Rose calls the Quarterly “a small but revered poetry magazine [with] a history of publishing poems other magazines won’t....It is at once respected and subversive, a nexus I’m interested in exploring.”

Her duties ranged from reading submissions to updating the website, but in addition to seeing the workings of a small magazine, there was a whole other dimension to the internship.

“Raymond [Hammond], the editor, also gave me reading assignments, and we would discuss Proust, Rilke, etc. as part of the job,” Rose says. “I loved the informality of the work environment at NYQ. After a frenzy of reading submissions, Raymond would call for a break, and we would sit at the kitchen table and talk about the voice of the magazine.”

“One of the perks of the job was free books.”

Rose was equally at home at Archipelago, a not-for-profit press that publishes world literature in translation. (Fun fact: It’s also housed in a renovated can factory in Gowanus, Brooklyn.) “I deeply respect what Archipelago Books does,” Rose says. “So much of the literature available in the United States also comes from the United States, which seems ridiculous when there are so many great writers, dead and contemporary, from around the world whose work we ought to know.”

Lofty visions are supported by attention to logistics; much of Rose’s work included office tasks like fielding submissions and copyediting manuscripts. But she also supported Archipelago’s vision of “artistic exchange between cultures” by organizing book tours for its authors—something she had never done before.

“Setting up a book tour is more work than one might imagine,” she says. To arrange the tour for French author Dominique Fabre’s newly translated novel The Waitress Was New, “I had to throw my net pretty wide, contacting as many heads of as many notable French and Creative Writing departments as I could find.” Fortunately, her work was fueled by genuine enthusiasm: “One of the perks of the job was free books,” she says, and because she was able to read Fabre’s novel, “I was excited about it, and really wanted to put together the best tour possible.” Archipelago’s website now features the tour dates that Rose set up.

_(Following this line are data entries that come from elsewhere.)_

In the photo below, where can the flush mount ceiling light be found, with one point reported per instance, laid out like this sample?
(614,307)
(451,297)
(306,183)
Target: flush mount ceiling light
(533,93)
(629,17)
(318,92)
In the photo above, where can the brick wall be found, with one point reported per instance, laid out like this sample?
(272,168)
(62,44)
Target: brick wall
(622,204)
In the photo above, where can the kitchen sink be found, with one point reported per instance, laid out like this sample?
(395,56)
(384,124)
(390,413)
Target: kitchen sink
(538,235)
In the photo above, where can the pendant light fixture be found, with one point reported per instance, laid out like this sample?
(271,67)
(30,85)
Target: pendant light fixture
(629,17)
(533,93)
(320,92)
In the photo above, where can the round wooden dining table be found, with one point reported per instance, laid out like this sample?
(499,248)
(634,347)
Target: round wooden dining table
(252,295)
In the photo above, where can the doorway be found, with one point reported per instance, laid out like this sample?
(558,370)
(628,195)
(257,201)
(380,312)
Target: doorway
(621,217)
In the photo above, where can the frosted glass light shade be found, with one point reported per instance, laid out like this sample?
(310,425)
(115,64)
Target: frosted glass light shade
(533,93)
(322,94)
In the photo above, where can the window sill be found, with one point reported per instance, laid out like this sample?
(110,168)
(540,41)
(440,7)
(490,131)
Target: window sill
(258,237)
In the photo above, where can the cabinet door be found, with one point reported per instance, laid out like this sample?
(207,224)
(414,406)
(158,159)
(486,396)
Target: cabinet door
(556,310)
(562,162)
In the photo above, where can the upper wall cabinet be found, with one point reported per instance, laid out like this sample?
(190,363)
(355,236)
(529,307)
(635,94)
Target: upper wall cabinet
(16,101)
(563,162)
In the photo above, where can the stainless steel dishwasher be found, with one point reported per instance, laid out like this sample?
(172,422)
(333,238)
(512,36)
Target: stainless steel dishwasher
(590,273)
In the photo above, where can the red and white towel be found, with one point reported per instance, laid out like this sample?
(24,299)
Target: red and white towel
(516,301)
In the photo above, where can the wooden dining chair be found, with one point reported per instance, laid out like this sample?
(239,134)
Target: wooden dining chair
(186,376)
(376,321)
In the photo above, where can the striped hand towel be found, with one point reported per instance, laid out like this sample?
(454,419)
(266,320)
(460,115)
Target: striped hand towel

"They ended up keeping me on as assistant editor—I’ll keep reading submissions and doing website work from Bennington."

Arranging all those details also had some notable side benefits. “I finally conquered, or at least kept at bay, my terror of talking to strangers on the phone,” Rose says. “And if I wanted to book my band now, or work in a PR situation again, I’d know what to do.”

If organizing book tours helped her conquer her fear of the phone, by the end of Field Work Term, she had also conquered her fears of New York. “Everyone associated with the NYQ, and with Archipelago, were so kind to me,” Rose says. “Even though at first I felt pretty out of place [in the city]…the kindness of my employers really helped me get acclimated.”

Which is good news, considering that she’ll be seeing more of them in the future. “At the Quarterly, I learned quite a bit about web and graphic design, but perhaps more importantly, I made great connections. They ended up keeping me on as assistant editor—I’ll keep reading submissions and doing website work from Bennington....it’s a fine opportunity to stay connected to the poetry community.”